Dentre as disposições contidas na Ata de 5 de outubro de 1949, pouco depois denominada "Pacto Áureo", em feliz expressão de Lins de Vasconcelos, um de seus signatários, estava a da criação do Conselho Federativo Nacional da Federação Espírita Brasileira, em novas bases, incumbido de executar, desenvolver e ampliar os planos da Organização Federativa em que se assentava a estrutura organizacional do Espiritismo no Brasil. Instalado e regulamentado logo no início do ano seguinte, o Conselho vem funcionando ininterruptamente desde então, prestando inestimável serviço à causa espírita, dirimindo dúvidas, fortalecendo os laços fraternos, orientando o Movimento, recomendando normas e diretrizes, aproximando instituições e contornando as incompreensões e imperfeições inevitáveis no mundo imperfeito em que vivemos.

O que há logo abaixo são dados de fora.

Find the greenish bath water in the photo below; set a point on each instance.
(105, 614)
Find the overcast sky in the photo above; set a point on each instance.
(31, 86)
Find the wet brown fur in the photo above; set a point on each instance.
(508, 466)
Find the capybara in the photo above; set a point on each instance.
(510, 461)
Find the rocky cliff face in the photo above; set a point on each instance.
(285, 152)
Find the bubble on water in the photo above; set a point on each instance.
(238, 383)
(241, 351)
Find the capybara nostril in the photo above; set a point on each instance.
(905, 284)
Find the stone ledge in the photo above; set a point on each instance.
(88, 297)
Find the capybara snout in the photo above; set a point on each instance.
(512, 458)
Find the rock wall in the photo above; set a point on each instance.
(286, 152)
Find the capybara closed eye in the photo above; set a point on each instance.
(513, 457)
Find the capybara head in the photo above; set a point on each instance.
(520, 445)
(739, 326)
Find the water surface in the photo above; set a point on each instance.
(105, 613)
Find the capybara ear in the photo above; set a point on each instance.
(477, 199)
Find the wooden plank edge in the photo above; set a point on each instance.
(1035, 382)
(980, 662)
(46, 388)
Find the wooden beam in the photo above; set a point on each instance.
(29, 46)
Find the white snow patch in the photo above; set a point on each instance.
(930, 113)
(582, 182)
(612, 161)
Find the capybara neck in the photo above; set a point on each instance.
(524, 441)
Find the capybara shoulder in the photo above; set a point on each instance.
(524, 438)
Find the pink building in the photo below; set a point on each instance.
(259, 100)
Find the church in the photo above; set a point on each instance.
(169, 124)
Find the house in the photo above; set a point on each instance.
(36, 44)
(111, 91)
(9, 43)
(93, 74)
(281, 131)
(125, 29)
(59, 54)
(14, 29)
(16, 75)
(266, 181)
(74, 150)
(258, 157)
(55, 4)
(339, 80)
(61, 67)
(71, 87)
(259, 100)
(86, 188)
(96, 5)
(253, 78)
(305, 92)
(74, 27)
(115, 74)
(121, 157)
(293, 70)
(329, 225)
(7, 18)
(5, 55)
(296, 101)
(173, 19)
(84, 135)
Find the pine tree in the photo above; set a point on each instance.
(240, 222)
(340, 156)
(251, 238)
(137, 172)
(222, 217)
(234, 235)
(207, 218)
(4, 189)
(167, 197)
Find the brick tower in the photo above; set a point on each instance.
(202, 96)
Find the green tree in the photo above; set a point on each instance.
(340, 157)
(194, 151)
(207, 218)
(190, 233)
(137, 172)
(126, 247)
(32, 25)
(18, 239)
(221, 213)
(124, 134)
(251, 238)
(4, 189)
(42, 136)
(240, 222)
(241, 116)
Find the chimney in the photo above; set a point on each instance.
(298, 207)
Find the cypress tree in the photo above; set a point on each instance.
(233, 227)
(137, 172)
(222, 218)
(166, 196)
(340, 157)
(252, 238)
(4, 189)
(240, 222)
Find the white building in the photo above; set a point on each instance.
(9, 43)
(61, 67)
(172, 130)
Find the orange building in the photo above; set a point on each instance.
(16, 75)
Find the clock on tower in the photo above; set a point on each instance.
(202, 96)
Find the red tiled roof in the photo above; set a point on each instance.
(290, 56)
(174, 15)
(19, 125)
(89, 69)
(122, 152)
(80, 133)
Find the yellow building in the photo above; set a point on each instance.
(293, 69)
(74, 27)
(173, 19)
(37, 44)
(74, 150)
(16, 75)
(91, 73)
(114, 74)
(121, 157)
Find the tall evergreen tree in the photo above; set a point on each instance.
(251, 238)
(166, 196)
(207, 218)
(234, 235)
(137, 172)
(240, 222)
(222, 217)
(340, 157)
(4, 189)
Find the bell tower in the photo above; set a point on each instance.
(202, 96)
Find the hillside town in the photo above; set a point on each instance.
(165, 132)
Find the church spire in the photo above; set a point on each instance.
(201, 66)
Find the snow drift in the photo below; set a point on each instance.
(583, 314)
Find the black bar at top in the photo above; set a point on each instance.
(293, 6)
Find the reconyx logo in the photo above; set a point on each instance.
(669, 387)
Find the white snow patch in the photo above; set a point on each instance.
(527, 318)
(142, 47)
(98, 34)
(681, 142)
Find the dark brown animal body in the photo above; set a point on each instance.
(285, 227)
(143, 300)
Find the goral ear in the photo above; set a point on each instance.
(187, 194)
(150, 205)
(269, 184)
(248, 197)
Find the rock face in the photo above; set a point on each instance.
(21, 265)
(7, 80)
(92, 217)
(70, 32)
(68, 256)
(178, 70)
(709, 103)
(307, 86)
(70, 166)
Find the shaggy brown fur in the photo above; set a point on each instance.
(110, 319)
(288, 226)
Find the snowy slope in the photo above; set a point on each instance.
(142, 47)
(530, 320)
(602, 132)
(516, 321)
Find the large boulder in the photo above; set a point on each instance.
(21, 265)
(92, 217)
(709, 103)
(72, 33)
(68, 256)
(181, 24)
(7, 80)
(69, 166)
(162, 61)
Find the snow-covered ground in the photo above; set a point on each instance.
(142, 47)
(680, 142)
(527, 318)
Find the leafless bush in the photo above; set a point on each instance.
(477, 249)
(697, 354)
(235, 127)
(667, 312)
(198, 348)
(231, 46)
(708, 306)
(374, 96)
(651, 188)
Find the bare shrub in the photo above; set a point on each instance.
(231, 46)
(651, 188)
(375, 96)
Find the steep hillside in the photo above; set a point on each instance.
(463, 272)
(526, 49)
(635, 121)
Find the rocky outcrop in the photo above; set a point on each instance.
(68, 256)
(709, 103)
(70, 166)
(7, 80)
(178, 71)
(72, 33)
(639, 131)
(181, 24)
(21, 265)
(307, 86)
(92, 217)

É o "Pacto Áureo" a expressão mais lúcida de entendimento e concórdia entre cultores da Doutrina dos Espíritos, que podem divergir em pequenos e secundários pontos doutrinários, mas que não têm razão para fazer da divergência pomo de discórdia, de intransigência, intolerância e incompreensão. Dentro da tríplice abrangência da Doutrina, vastíssima em seu contexto, no qual se inscrevem os postulados da contínua evolução e da liberdade individual, precisamos todos entender que os espíritas não se poderiam grupar numa massa uniforme de adeptos, na qual não houvesse a menor discrepância.

A Doutrina é, sim, um só corpo, mas o estágio evolutivo de cada adepto determina-lhe a forma de compreensão dos princípios doutrinários básicos, de conformidade com o maior ou menor cabedal de conhecimentos, a bagagem carregada do pretérito e a tendência de cada um. Esse pensamento, fundamentado na índole e no gênio universalista do Espiritismo, ao lado dos sentimentos cristãos da tolerância e da fraternidade, que não podemos esquecer jamais, induz-nos a rejeitar a posição radical dos que procuram rotular os espíritas, com essa ou aquela tendência, de kardecistas e roustenistas, místicos e científicos, desde que todos, sendo espíritas, aceitam as bases da Doutrina e sua vinculação estreita com o Evangelho de Jesus.

Dentro dessa constante, será perfeitamente possível ao espírita assimilar a Doutrina, de acordo com seu estágio evolutivo, e praticá-Ia na medida de suas forças e tendências, esforçando-se continuamente por aperfeiçoar-se, rejeitando a intransigência e a intolerância, formas de coação espiritual incompatíveis com a fraternidade entre irmãos muito próximos.

O "Pacto Áureo" veio compatibilizar a vivência da Doutrina dentro do princípio da liberdade, sem exclusão do amor fraterno, tornando viável o que parecia inconciliável. Após sua vigência, todo o Movimento Espírita brasileiro conheceu nova fase de crescimento, de cooperação, de expansão.